Ok, rant over, but who's nuts here? Me for thinking 1700 for an interlock and switch (out door plug) is nuts, or the sparky for thinking I'm (and my elderly neighbors) are dumb enough to pay 1700$ for it? And yes, I know there's other electricians out there. I got one that I'm giving a 30% chance he ever shows up to do the work if I can even get him to return a quote, and one.....let's just say I'll chance the DIY route before I let some of these guys change a light bulb in my house. Not a metro area.


----------



## Bulldogger (Feb 19, 2021)

Two of my friends paid about $1000 in Louisiana and Texas. All contractor prices are up however. $1700 seems too much. I paid $2200 plus switch for a large service entrance whole house manual transfer switch. Took full day to install. That's no where near that difficult to install. I got three quotes. I always get at least two. Prices can vary quite a bit. One quote was $2800 for my job. So getting more quotes saved me $600. The more expensive quote was from the larger company in my case.


----------



## 50ShadesOfDirt (Oct 23, 2021)

Perhaps a sign of the times, but the initial quote number never surprises me anymore ... however, the "flat rate", no further details part is pretty much a red flag. Didn't need to read much further after that ... just walk away, and try with others.


----------



## Browse Deweb (Jan 16, 2021)

I paid $700 for mine about a year ago. After seeing what he did, I would do it myself for less than $200 in materials. I have never used an inspector for any work done to my house. Don't ask, don't tell.


----------



## Drifting north pole (Jan 6, 2022)

Browse Deweb said:


> I paid $700 for mine about a year ago. After seeing what he did, I would do it myself for less than $200 in materials. I have never used an inspector for any work done to my house. Don't ask, don't tell.


Yeah, I really want to go down that road, but I have an unhealthy obsession over worrying about doing something that gets an insurance claim denied or dropped. We (insurance company and I) had a pretty good fight over removing a tree near my house that they won, and they've sent someone every year to "inspect" ever since. I can easily see getting a picture of the outdoor genny plug attached to a letter from them stating I have 30 days to provide proof of licensed install. They're that petty.


----------



## JohnWhicker (Feb 21, 2021)

Yeah, don't get me started. Why dogs lick their balls? Cuz they can. Why electricians charge these outta whack prices? Cuz they can and people pay them. Keep shopping till you find a resonable one. Try paying them by the hour and that's usually a known rate so no funny business ?


----------



## exmar (Jun 29, 2015)

I paid an electrician $100 for an hours work. I furnished everything, had the breaker mounted in the load center and terminated, cable fed down to crawlspace. He only had to do the crawlspace and mount the input box on the front porch. I didn't do it all due to age and bad back and hip.


----------



## Bluwolf (Nov 8, 2020)

Drifting north pole said:


> Yeah, I really want to go down that road, but I have an unhealthy obsession over worrying about doing something that gets an insurance claim denied or dropped. We (insurance company and I) had a pretty good fight over removing a tree near my house that they won, and they've sent someone every year to "inspect" ever since. I can easily see getting a picture of the outdoor genny plug attached to a letter from them stating I have 30 days to provide proof of licensed install. They're that petty.

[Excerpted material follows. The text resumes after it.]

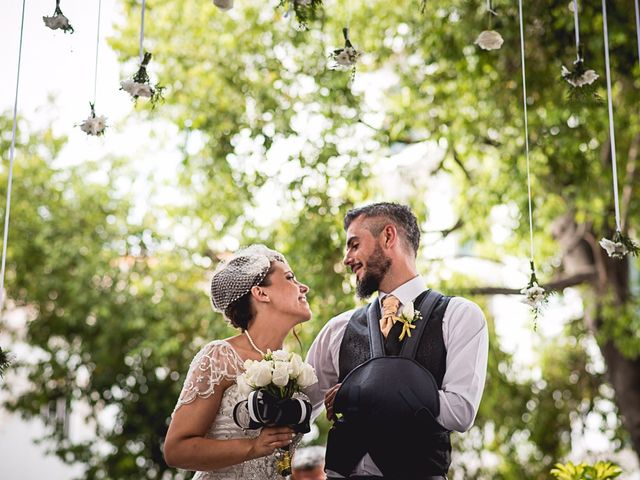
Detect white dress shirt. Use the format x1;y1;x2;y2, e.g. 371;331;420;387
305;276;489;477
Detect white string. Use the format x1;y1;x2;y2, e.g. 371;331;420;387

If you wired your own house you could install the interlock and inlet box in your sleep. But I understand your hesitancy because of the insurance company. You said your wiring was inspected. Couldn't you do the work yourself and have it inspected. That would satisfy your insurance company, wouldn't it? I'm probably missing something, but that seems to dot all the I's and cross all the T's. Just a thought.


----------



## noviwinger (Sep 30, 2019)

I am glad I did mine myself. I did have to re-organize the panel a little bit because adding the breaker for the Generator meant I had to open the first two slots. I moved the other breakers down and installed the generator breaker. While I had the breaker panel off, I measured and drilled for the interlock and installed it. Worked great. $50 for the interlock and I forget what I paid for the 50 Amp breaker, but I am sure it was less than $100.


----------



## iowagold (Jan 22, 2020)

wow rough crowd this am!
lol
yea always ask the per hour rate.

most of the time these days 100-150 per hour is the new norm.
just keep in mind that money goes to a lot of biz things.
and the cost of every thing behind the scenes...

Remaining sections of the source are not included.